While senators said they lamented the need to routinely extend tax breaks, lawmakers continue the temporary revival pattern. Making the breaks permanent would require accounting for 10 years of forgone revenue. Lawmakers back provisions that are particularly important in their home states and trade support for other members’ favored breaks.
IBM Pension Changes Breached Employee Rights, U.K. Judge Says
International Business Machines Corp. (IBM) unfairly changed its U.K. pension plan in a bid to reduce a deficit of 890 million pounds ($1.48 billion), a judge in London ruled, handing a victory to a group of employees who had opposed the move by the company.
IBM’s “Project Waltz,” which cut benefits to 5,000 employees, breached the company’s duties to them, Judge Nicholas Warren said in the 430-page ruling.
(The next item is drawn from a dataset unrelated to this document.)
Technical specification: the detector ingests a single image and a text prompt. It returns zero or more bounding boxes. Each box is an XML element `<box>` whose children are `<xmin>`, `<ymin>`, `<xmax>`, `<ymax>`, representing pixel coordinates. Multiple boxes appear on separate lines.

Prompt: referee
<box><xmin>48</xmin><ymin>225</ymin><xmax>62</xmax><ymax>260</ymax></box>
“The court’s opinion acknowledges IBM’s right to make changes in its U.K. pension programs,” said Ken Saunders, a company spokesman. IBM disagrees with the decision and will appeal, he said.
David Young, a lawyer for the employees, didn’t immediately respond to requests for comment on the ruling.
SAC Capital Judge Urged by U.S. to Accept $900 Million Penalty
SAC Capital Advisors LP’s plea agreement to pay a $900 million penalty should be accepted, U.S. prosecutors told a judge April 3 as they seek the biggest criminal fine ever imposed for insider trading. The fine is part of a larger settlement with the hedge fund.
U.S. District Judge Laura Taylor Swain is set to decide April 10 whether she will accept the plea.
The criminal case is U.S. v. SAC Capital Advisors LP, 13-cr-00541, U.S. District Court, Southern District of New York (Manhattan). The civil case is U.S. v. SAC Capital Advisors LP, 1:13-cv-5182, U.S. District Court, Southern District of New York (Manhattan).